[VL] Result mismatch in CollectList when partial sort is involved #8184

NEUpanning · 2024-12-09T09:32:45Z

Backend

VL (Velox)

Bug description

Describe the issue

Reproducing SQL:

CREATE OR REPLACE TEMP VIEW temp_table AS
SELECT * FROM VALUES
  (1, 'a'), (1, 'b'), (1, 'c'),
  (2, 'd'), (2, 'e'), (2, 'f'),
  (3, 'g'), (3, 'h'), (3, 'i')
AS t(id, value);

SELECT id, collect_list(value) AS values_list
FROM (
  SELECT * FROM
  (SELECT id, value
   FROM temp_table
   DISTRIBUTE BY rand())  -- Forces a shuffle
  DISTRIBUTE BY id SORT BY id, value
) t
GROUP BY id;

Results:

The vanilla result is deterministic and values_list is sorted by value column:

id   values_list
1    ["a", "b", "c"]
2    ["d", "e", "f"]
3    ["g", "h", "i"]

The gluten result is non-deterministic and values_list is not sorted, e.g. :

id   values_list
1    ["a", "c", "b"]
3    ["g", "i", "h"]
2    ["f", "e", "d"]

The gluten physical plan:

== Physical Plan ==
AdaptiveSparkPlan isFinalPlan=true
+- == Final Plan ==
   VeloxColumnarToRowExec
   +- ^(9) HashAggregateTransformer(keys=[id#0], functions=[velox_collect_list(value#1)], isStreamingAgg=false, output=[id#0, values_list#22])
      +- ^(9) HashAggregateTransformer(keys=[id#0], functions=[partial_velox_collect_list(value#1)], isStreamingAgg=false, output=[id#0, buffer#29])
         +- ^(9) InputIteratorTransformer[id#0, value#1]
            +- ShuffleQueryStage 1
               +- ColumnarExchange hashpartitioning(id#0, 20), REPARTITION_WITH_NUM, [id#0, value#1], [id=#1293], [id=#1293], [OUTPUT] List(id:IntegerType, value:StringType), [OUTPUT] List(id:IntegerType, value:StringType)
                  +- VeloxAppendBatches 3276
                     +- ^(8) ProjectExecTransformer [hash(id#0, 42) AS hash_partition_key#31, id#0, value#1]
                        +- ^(8) InputIteratorTransformer[id#0, value#1, _nondeterministic#24]
                           +- ShuffleQueryStage 0
                              +- ColumnarExchange hashpartitioning(_nondeterministic#24, 20), REPARTITION_WITH_NUM, [id#0, value#1, _nondeterministic#24], [id=#1239], [id=#1239], [OUTPUT] List(id:IntegerType, value:StringType, _nondeterministic:DoubleType), [OUTPUT] List(id:IntegerType, value:StringType, _nondeterministic:DoubleType)
                                 +- VeloxAppendBatches 3276
                                    +- ^(7) ProjectExecTransformer [hash(_nondeterministic#24, 42) AS hash_partition_key#30, id#0, value#1, _nondeterministic#24]
                                       +- ^(7) InputIteratorTransformer[id#0, value#1, _nondeterministic#24]
                                          +- RowToVeloxColumnar
                                             +- LocalTableScan [id#0, value#1, _nondeterministic#24]
+- == Initial Plan ==
   SortAggregate(key=[id#0], functions=[velox_collect_list(value#1)], output=[id#0, values_list#22])
   +- SortAggregate(key=[id#0], functions=[partial_velox_collect_list(value#1)], output=[id#0, buffer#29])
      +- Sort [id#0 ASC NULLS FIRST, value#1 ASC NULLS FIRST], false, 0
         +- Exchange hashpartitioning(id#0, 20), REPARTITION_WITH_NUM, [id=#1211]
            +- Project [id#0, value#1]
               +- Exchange hashpartitioning(_nondeterministic#24, 20), REPARTITION_WITH_NUM, [id=#1209]
                  +- LocalTableScan [id#0, value#1, _nondeterministic#24]

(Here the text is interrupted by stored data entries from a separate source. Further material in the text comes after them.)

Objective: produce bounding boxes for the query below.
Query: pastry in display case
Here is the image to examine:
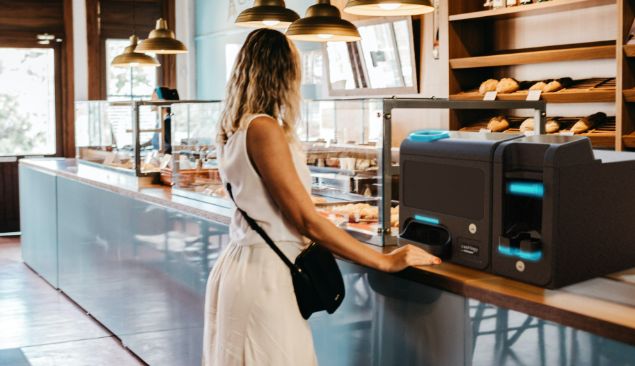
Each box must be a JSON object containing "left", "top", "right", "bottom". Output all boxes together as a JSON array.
[{"left": 164, "top": 102, "right": 229, "bottom": 206}]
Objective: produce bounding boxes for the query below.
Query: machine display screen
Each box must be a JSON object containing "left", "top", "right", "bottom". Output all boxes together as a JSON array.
[{"left": 403, "top": 161, "right": 485, "bottom": 220}]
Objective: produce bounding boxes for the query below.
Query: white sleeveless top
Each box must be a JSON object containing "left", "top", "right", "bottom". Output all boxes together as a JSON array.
[{"left": 218, "top": 114, "right": 312, "bottom": 246}]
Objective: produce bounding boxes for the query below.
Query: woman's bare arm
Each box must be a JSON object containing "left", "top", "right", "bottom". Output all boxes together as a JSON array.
[{"left": 245, "top": 117, "right": 441, "bottom": 272}]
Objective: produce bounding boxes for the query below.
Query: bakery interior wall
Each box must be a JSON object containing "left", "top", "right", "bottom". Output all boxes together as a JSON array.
[{"left": 193, "top": 0, "right": 451, "bottom": 144}]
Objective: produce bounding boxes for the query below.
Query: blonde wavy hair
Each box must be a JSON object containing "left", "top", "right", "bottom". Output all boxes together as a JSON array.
[{"left": 217, "top": 28, "right": 302, "bottom": 144}]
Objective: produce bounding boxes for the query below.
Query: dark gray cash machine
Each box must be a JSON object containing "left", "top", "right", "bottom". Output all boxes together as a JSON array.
[
  {"left": 388, "top": 99, "right": 546, "bottom": 270},
  {"left": 399, "top": 131, "right": 523, "bottom": 270},
  {"left": 491, "top": 135, "right": 635, "bottom": 288}
]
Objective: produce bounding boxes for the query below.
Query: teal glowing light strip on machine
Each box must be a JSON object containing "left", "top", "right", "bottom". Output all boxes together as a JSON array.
[
  {"left": 507, "top": 181, "right": 544, "bottom": 198},
  {"left": 414, "top": 214, "right": 440, "bottom": 225},
  {"left": 498, "top": 245, "right": 543, "bottom": 262}
]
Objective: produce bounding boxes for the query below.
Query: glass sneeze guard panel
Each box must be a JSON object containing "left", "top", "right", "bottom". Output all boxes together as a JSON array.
[
  {"left": 300, "top": 99, "right": 396, "bottom": 244},
  {"left": 169, "top": 102, "right": 229, "bottom": 207},
  {"left": 75, "top": 100, "right": 222, "bottom": 178}
]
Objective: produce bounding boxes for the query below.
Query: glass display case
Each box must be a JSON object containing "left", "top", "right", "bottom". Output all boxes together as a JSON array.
[
  {"left": 299, "top": 99, "right": 398, "bottom": 245},
  {"left": 169, "top": 98, "right": 398, "bottom": 245},
  {"left": 169, "top": 102, "right": 228, "bottom": 207},
  {"left": 75, "top": 100, "right": 221, "bottom": 180}
]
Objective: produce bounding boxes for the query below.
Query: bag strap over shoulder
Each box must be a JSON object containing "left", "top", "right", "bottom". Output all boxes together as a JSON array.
[{"left": 226, "top": 183, "right": 299, "bottom": 274}]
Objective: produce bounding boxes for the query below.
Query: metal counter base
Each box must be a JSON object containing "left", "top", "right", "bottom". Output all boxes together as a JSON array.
[{"left": 19, "top": 161, "right": 635, "bottom": 365}]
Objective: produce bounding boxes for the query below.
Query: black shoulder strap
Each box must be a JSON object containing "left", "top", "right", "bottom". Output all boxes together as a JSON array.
[{"left": 226, "top": 183, "right": 298, "bottom": 273}]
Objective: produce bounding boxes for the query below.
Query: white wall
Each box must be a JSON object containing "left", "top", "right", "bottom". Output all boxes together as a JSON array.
[
  {"left": 72, "top": 0, "right": 88, "bottom": 100},
  {"left": 175, "top": 0, "right": 197, "bottom": 100}
]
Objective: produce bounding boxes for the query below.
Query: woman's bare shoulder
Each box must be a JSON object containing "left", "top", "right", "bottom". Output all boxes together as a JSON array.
[{"left": 247, "top": 116, "right": 285, "bottom": 143}]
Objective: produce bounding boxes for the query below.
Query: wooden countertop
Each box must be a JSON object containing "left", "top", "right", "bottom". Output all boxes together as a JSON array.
[{"left": 20, "top": 158, "right": 635, "bottom": 346}]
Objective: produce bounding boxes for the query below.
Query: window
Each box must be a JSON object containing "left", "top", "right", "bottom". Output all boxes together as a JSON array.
[
  {"left": 105, "top": 39, "right": 157, "bottom": 101},
  {"left": 0, "top": 48, "right": 57, "bottom": 156},
  {"left": 325, "top": 17, "right": 418, "bottom": 96}
]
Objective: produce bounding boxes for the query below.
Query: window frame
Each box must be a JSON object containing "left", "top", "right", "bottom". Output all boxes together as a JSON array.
[
  {"left": 0, "top": 37, "right": 64, "bottom": 157},
  {"left": 86, "top": 0, "right": 176, "bottom": 101}
]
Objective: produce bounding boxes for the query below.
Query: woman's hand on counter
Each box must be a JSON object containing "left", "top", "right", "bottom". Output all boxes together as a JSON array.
[
  {"left": 380, "top": 245, "right": 442, "bottom": 273},
  {"left": 246, "top": 116, "right": 440, "bottom": 274}
]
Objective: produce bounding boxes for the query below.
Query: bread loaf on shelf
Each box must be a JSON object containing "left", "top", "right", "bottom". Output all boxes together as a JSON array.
[
  {"left": 570, "top": 112, "right": 607, "bottom": 134},
  {"left": 529, "top": 81, "right": 547, "bottom": 91},
  {"left": 479, "top": 79, "right": 498, "bottom": 95},
  {"left": 487, "top": 116, "right": 510, "bottom": 132},
  {"left": 496, "top": 78, "right": 520, "bottom": 94},
  {"left": 519, "top": 118, "right": 560, "bottom": 134}
]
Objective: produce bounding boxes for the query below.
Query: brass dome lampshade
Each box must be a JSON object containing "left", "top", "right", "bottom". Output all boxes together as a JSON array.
[
  {"left": 343, "top": 0, "right": 434, "bottom": 16},
  {"left": 286, "top": 0, "right": 361, "bottom": 42},
  {"left": 135, "top": 18, "right": 188, "bottom": 54},
  {"left": 111, "top": 35, "right": 160, "bottom": 67},
  {"left": 235, "top": 0, "right": 300, "bottom": 29}
]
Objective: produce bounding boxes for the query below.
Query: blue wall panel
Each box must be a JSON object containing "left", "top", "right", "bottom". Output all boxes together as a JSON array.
[{"left": 194, "top": 0, "right": 320, "bottom": 99}]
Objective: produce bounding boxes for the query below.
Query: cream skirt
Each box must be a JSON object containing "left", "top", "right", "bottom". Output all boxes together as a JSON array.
[{"left": 202, "top": 241, "right": 318, "bottom": 366}]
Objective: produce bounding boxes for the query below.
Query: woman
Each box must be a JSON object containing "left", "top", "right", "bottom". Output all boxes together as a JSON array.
[{"left": 202, "top": 28, "right": 441, "bottom": 366}]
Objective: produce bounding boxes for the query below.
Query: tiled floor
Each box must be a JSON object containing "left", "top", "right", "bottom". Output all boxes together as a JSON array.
[{"left": 0, "top": 236, "right": 143, "bottom": 366}]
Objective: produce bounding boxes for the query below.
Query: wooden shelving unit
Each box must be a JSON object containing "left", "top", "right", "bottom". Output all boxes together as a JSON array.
[
  {"left": 617, "top": 0, "right": 635, "bottom": 150},
  {"left": 448, "top": 0, "right": 620, "bottom": 148},
  {"left": 451, "top": 89, "right": 614, "bottom": 103},
  {"left": 450, "top": 42, "right": 615, "bottom": 69},
  {"left": 459, "top": 116, "right": 616, "bottom": 148},
  {"left": 624, "top": 88, "right": 635, "bottom": 101},
  {"left": 621, "top": 133, "right": 635, "bottom": 147},
  {"left": 450, "top": 0, "right": 615, "bottom": 22},
  {"left": 624, "top": 44, "right": 635, "bottom": 57},
  {"left": 451, "top": 78, "right": 616, "bottom": 103}
]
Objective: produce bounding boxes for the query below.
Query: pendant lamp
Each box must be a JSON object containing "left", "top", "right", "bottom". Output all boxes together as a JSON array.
[
  {"left": 111, "top": 35, "right": 160, "bottom": 67},
  {"left": 235, "top": 0, "right": 300, "bottom": 29},
  {"left": 286, "top": 0, "right": 361, "bottom": 42},
  {"left": 135, "top": 18, "right": 188, "bottom": 54},
  {"left": 343, "top": 0, "right": 434, "bottom": 16}
]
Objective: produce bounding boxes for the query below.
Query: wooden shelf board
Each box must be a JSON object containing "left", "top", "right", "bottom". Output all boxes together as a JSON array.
[
  {"left": 450, "top": 43, "right": 616, "bottom": 69},
  {"left": 450, "top": 89, "right": 615, "bottom": 103},
  {"left": 459, "top": 116, "right": 615, "bottom": 148},
  {"left": 623, "top": 44, "right": 635, "bottom": 57},
  {"left": 622, "top": 134, "right": 635, "bottom": 148},
  {"left": 624, "top": 88, "right": 635, "bottom": 102},
  {"left": 584, "top": 133, "right": 617, "bottom": 148},
  {"left": 449, "top": 0, "right": 615, "bottom": 22}
]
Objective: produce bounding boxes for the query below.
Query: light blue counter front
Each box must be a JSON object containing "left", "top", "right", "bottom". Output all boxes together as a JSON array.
[
  {"left": 19, "top": 165, "right": 59, "bottom": 288},
  {"left": 18, "top": 160, "right": 635, "bottom": 366}
]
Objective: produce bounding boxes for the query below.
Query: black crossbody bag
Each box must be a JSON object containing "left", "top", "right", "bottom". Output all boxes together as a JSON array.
[{"left": 226, "top": 184, "right": 345, "bottom": 319}]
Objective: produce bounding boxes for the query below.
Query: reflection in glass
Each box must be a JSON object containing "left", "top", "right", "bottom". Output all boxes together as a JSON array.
[
  {"left": 325, "top": 18, "right": 416, "bottom": 95},
  {"left": 326, "top": 42, "right": 357, "bottom": 91},
  {"left": 105, "top": 39, "right": 157, "bottom": 101},
  {"left": 358, "top": 21, "right": 411, "bottom": 89}
]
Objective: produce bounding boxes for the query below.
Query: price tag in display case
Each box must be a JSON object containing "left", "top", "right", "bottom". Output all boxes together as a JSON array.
[
  {"left": 483, "top": 91, "right": 497, "bottom": 101},
  {"left": 526, "top": 90, "right": 542, "bottom": 101}
]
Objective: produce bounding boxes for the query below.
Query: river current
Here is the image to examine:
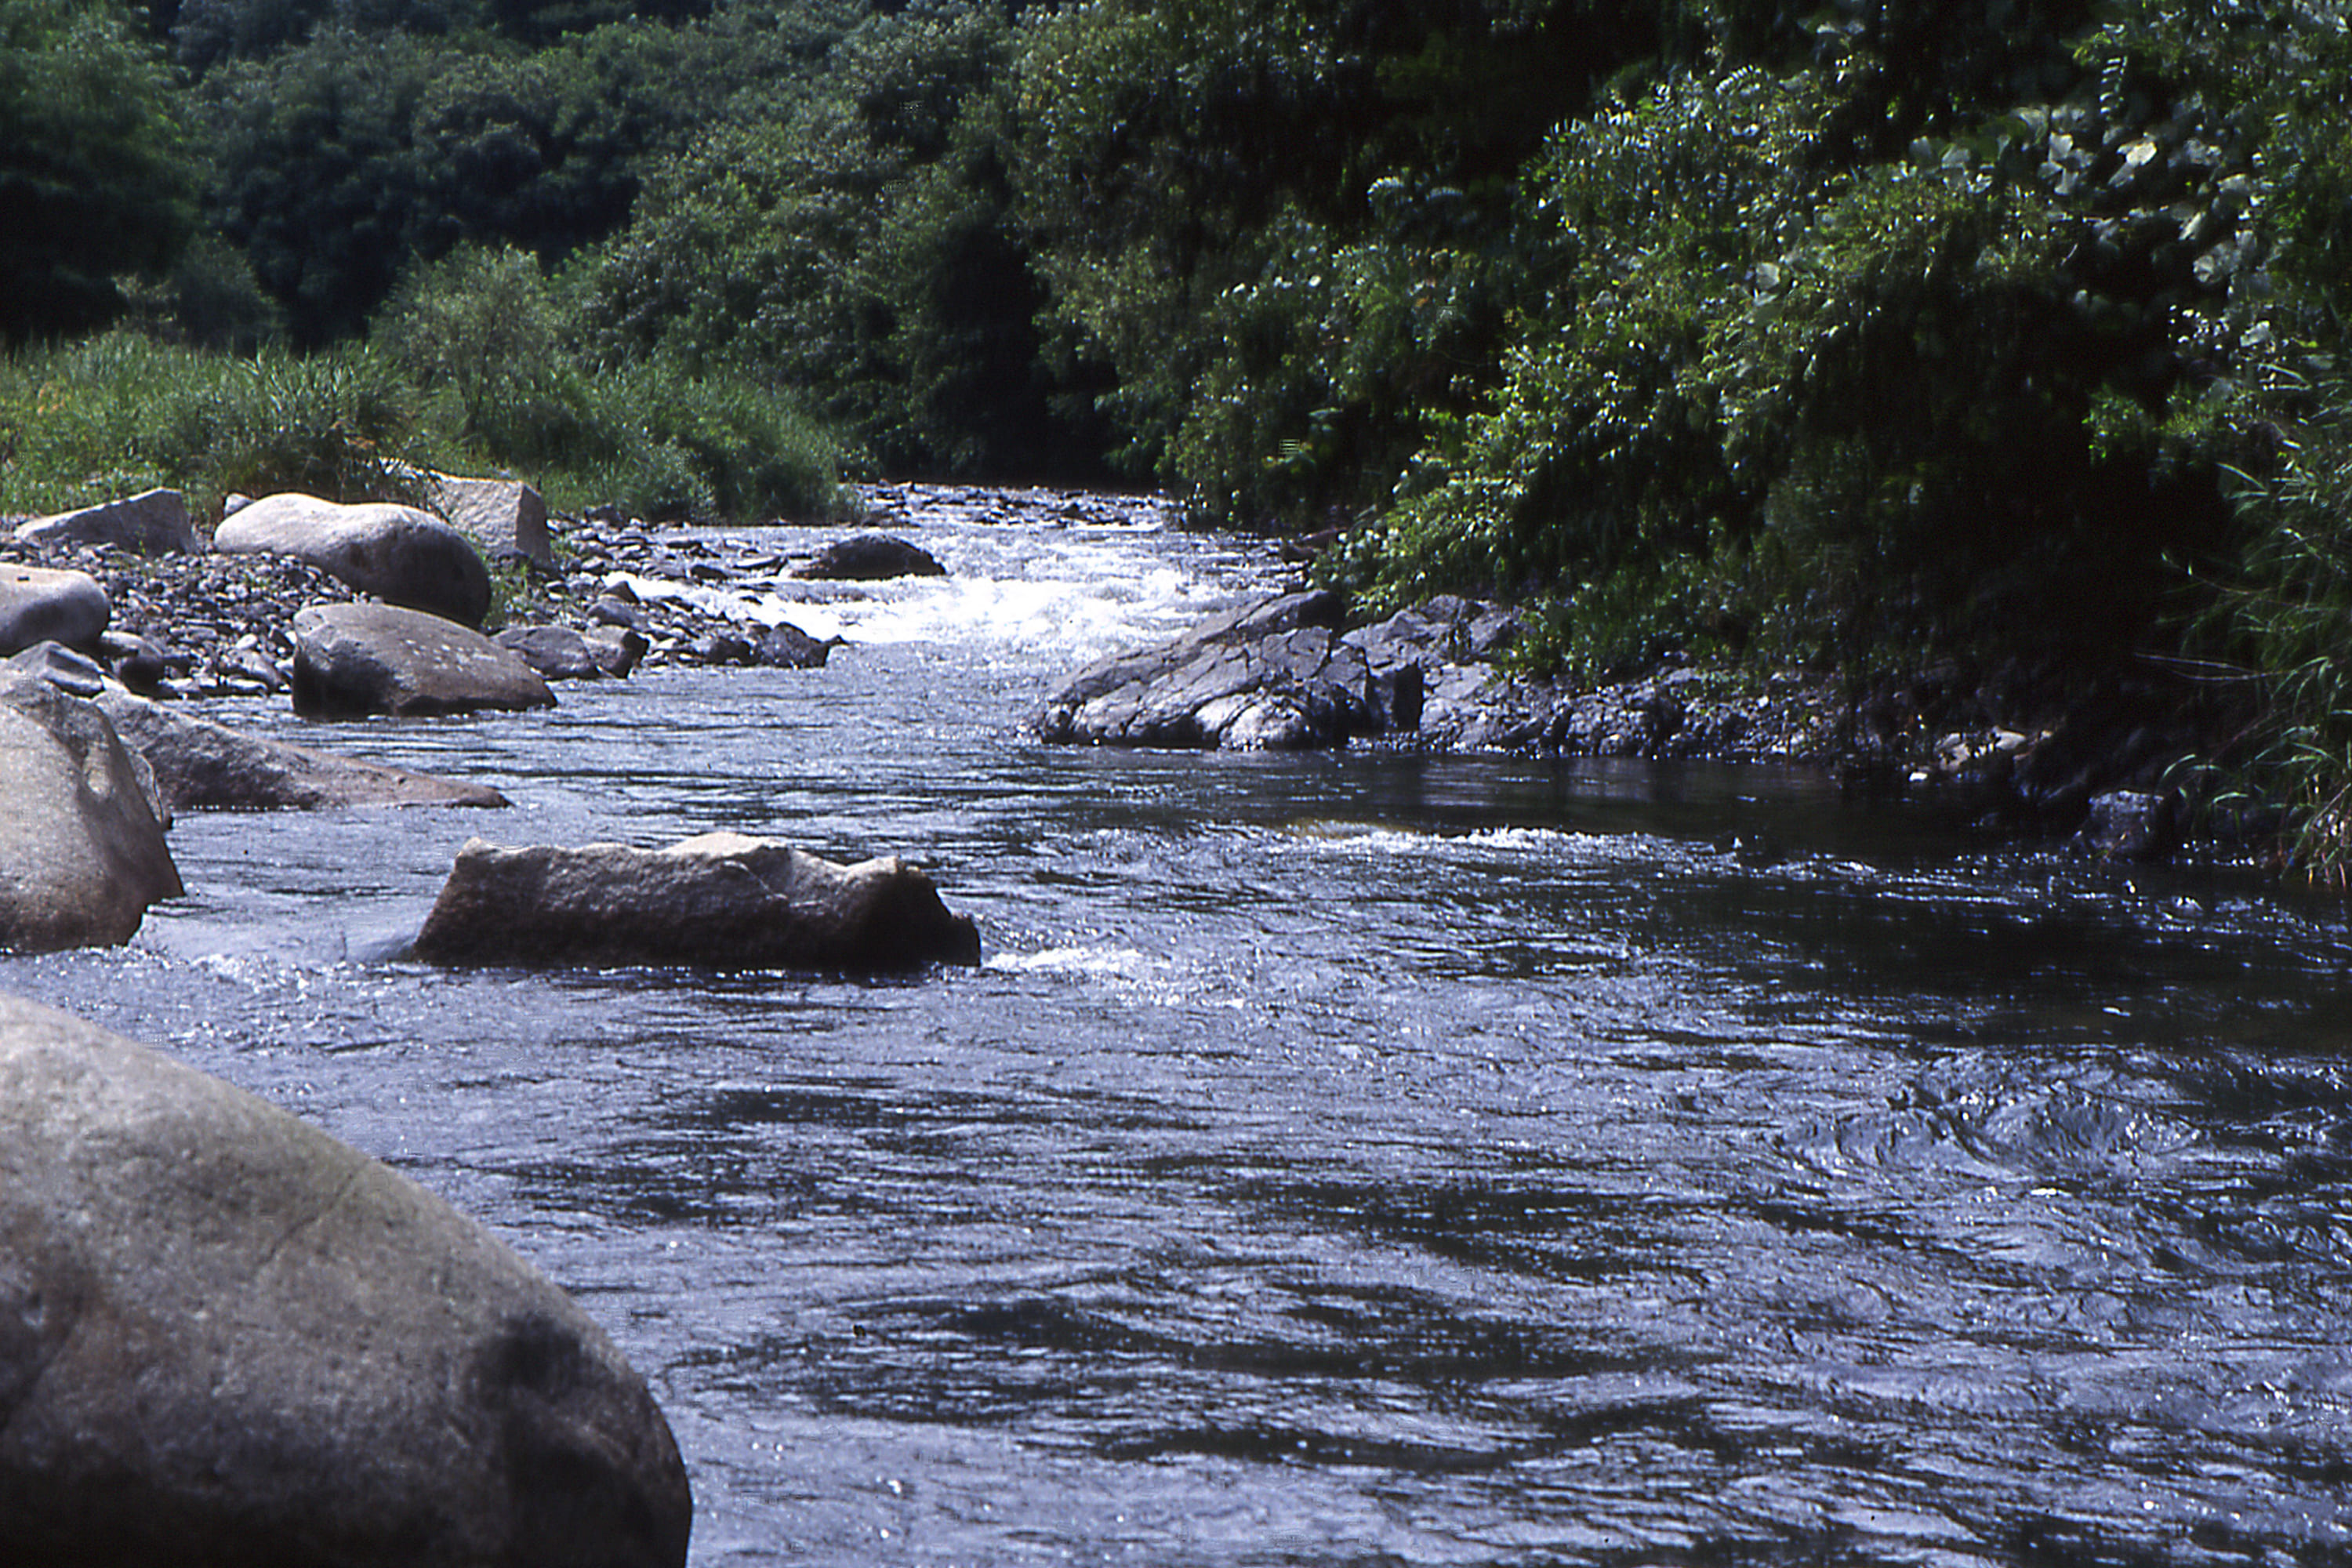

Even though the collect_list function is non-deterministic, as stated in the documentation, some ETL tasks in our production environment depend on this behavior in vanilla Spark.

Root cause for this issue

We can see the Sort operator is removed through the gluten plan. This change appears to be due to this code snippet: code link.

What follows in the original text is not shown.